実際問題として、いまや copy_if の正しい作り方を確認する必要はない。C++11 以降、copy_if は STL に正式に追加されているからだ。CL-STL も同様。だが、この項で書かれていることには学ぶことが多いので、ちょっと追いかけてみようと思う。
まずは書籍の内容から。欠陥 Widget を判定する関数 isDefective があるものとして、copy_if があれば以下のようにしてそれらを標準エラー出力に書き出せる。
bool isDefective( const Widget& w ); vector<Widget> widgets; //... copy_if( widgets.begin(), widgets.end(), ostream_iterator<Widget>( cerr, "\n" ), isDefective );
書籍では、述語に not1 をかけたものを使って remove_copy_if を使えばいいと考えた人は多い、としている。著者である Scott Meyers さんもその一人だそうだ。以下のように。
template<typename InputITerator, typename OutputIterator, typename Predicate> OutputIterator copy_if( InputIterator begin, InputIterator end, OutputIterator destBegin, Predicate p ) { return remove_copy_if( begn, end, destBegin, not1( p ); }
ただ、これは誤っていると書かれている。理由は、述語パラメータ p に関数を渡すとコンパイルに通らないからだ。アダプタを満足させるためには、関数を ptr_fun に渡した結果を使う必要がある。まぁ、そりゃそうだよね。

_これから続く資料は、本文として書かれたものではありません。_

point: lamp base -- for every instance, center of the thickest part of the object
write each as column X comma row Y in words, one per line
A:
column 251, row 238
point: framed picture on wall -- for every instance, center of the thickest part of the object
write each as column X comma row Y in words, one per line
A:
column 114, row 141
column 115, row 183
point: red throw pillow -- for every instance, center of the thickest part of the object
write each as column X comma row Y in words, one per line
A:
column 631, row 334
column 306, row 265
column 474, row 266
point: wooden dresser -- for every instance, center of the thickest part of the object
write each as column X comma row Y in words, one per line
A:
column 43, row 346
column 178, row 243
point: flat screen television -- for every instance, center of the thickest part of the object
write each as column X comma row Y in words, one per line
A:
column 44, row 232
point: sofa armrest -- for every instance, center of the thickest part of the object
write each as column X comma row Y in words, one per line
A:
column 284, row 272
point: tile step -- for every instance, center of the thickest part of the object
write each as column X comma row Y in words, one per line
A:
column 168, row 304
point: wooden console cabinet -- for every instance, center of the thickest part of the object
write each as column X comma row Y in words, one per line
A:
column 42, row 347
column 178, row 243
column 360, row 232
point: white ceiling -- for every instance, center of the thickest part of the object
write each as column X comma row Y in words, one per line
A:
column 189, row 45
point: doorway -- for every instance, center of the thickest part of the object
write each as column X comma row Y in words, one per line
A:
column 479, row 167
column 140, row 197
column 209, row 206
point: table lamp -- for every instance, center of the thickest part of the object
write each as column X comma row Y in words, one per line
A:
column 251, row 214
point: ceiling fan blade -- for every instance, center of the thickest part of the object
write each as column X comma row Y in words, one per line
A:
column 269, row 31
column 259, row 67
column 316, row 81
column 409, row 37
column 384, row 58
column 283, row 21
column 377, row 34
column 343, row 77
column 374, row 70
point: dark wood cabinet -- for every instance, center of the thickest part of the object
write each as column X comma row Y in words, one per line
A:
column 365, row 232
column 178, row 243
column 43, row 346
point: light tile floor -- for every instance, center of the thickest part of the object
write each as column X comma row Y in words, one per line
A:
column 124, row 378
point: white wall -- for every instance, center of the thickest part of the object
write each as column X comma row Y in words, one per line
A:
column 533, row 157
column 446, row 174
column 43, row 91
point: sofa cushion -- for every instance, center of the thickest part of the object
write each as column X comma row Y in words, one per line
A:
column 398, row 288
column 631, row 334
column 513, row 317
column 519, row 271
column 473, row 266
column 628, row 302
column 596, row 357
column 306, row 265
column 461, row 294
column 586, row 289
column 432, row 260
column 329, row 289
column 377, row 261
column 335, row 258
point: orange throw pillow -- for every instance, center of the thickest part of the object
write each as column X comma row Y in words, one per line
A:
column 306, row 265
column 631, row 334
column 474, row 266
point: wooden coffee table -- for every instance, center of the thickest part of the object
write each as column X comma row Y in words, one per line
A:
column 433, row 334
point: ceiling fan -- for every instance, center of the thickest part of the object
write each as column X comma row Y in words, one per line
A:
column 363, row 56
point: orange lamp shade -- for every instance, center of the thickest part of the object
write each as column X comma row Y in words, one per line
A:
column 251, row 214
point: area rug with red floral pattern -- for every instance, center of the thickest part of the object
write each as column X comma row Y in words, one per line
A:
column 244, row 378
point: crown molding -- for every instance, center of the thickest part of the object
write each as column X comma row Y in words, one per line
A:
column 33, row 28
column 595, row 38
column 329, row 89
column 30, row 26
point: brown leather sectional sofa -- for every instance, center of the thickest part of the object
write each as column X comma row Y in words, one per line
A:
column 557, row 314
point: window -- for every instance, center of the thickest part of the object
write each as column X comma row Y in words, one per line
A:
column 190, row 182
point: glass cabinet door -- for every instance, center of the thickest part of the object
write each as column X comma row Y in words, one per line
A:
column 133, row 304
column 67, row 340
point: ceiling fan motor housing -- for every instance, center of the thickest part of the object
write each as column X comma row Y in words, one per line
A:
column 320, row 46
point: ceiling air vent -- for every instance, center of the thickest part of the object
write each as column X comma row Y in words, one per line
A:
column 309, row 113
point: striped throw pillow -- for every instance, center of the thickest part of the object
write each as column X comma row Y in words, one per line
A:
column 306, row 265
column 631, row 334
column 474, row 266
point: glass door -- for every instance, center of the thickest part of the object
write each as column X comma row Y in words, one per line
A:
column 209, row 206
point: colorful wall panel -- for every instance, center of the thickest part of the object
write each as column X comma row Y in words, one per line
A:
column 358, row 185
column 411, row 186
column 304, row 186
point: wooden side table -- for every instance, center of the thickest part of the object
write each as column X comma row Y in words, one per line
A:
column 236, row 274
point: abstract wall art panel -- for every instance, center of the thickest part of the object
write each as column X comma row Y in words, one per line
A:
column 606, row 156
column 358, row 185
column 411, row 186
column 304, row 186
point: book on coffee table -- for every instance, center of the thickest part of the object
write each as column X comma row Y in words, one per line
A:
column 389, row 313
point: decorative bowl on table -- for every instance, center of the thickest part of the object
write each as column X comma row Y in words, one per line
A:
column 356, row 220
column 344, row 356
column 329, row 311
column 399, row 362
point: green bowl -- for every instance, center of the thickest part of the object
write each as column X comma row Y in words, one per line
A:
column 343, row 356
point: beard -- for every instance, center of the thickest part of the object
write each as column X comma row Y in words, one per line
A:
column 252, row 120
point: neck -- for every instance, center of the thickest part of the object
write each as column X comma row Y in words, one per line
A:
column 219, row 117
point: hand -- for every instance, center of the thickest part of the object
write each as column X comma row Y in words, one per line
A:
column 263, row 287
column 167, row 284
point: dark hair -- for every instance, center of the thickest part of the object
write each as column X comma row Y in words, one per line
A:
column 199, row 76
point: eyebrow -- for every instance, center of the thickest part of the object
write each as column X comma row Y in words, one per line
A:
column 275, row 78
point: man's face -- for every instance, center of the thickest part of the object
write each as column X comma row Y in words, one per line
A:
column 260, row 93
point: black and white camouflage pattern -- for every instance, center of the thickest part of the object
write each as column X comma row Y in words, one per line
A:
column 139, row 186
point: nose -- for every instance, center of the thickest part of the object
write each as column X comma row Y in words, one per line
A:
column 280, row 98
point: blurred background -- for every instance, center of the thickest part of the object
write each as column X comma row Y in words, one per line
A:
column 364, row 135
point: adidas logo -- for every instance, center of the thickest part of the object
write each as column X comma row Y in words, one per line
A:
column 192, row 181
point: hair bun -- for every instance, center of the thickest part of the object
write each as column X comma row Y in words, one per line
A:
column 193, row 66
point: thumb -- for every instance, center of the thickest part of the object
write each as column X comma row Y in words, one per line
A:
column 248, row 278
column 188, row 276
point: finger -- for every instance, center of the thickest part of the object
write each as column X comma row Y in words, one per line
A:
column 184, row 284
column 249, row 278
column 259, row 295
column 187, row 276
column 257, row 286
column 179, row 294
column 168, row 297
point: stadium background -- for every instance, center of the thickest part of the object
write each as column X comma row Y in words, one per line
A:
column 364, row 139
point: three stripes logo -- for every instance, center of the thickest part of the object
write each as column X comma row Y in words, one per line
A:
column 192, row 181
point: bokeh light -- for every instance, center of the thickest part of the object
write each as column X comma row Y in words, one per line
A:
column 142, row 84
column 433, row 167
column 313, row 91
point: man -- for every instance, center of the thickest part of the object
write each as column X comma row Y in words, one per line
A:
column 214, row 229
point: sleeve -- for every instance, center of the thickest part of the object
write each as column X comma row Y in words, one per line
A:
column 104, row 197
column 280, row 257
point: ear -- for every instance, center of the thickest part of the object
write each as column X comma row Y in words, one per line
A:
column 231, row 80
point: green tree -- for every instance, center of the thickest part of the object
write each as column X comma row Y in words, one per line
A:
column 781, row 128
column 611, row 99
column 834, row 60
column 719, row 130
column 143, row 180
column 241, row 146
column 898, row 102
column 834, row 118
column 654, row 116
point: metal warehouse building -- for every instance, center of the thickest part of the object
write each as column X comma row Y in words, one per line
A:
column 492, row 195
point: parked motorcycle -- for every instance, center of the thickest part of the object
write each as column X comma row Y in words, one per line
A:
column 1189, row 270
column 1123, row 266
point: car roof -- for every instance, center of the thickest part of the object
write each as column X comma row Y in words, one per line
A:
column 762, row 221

ここで、上記のコードと同じことを CL-STL でやったらどうなるだろう? やはり動作しないのだろうか? 例えば、以下のように。
(defun my-copy-if (begin end dest-begin pred) (stl:remove-copy-if begin end dest-begin (stl:new not1 pred)))
結論を書いてしまえば、CL-STL では上記のコードで動作する。細かい理由は書かないけれど、簡単に言ってしまえば「動的型付け言語である Common Lisp 上に作成された CL-STL では、アダプタが typedef を要求したりはしないから」ということだ。
CL-STL では、ファンクタは関数であれクラスであれ、stl:functor-call という総称関数に応答するもののことだ。関数は CL-STL 自身がデフォルトのメソッドを用意しているので、全ての関数は stl:functor-call できる。ラムダ式も関数だ。だから上記の my-copy-if は以下のようにもできる。これなら not1 オブジェクトを新規に作成する必要もない。
(defun my-copy-if (begin end dest-begin pred) (stl:remove-copy-if begin end dest-begin (lambda (v) (not (stl:functor-call pred v)))))
とはいえ、CL-STL の copy-if が上記のように実装されているわけではない。最大の理由は、stl:functor-call は総称関数であり、汎用的であり、結果として(多少なりとも)遅いからだ。CL-STL の実装を見る前に、書籍に掲載されているcopy_if の「正しい」実装を確認しておこう。
template<typename InputITerator, typename OutputIterator, typename Predicate> OutputIterator copy_if( InputIterator begin, InputIterator end, OutputIterator destBegin, Predicate p ) { while( begin != end ) { if( p( *begin ) ) *destBegin++ = *begin; ++begin; } return destBegin; }
で、CL-STL ではこれが以下のようになる。CL-OPERATOR の with-operators マクロを使っているのでわかりにくいかもしれない。というか、わかりにくいよな。ポイントは、呼び出しにおいては反復子やファンクタのコピーが作成されるわけではないため、明示的にコピーをしなければならないということ、そして、毎回 stl:functor-call を呼ぶのではなく、stl:functor-function で funcall 可能な関数を取得しているということだ。このあたりの仕組みは後日改めて書くことになるだろう。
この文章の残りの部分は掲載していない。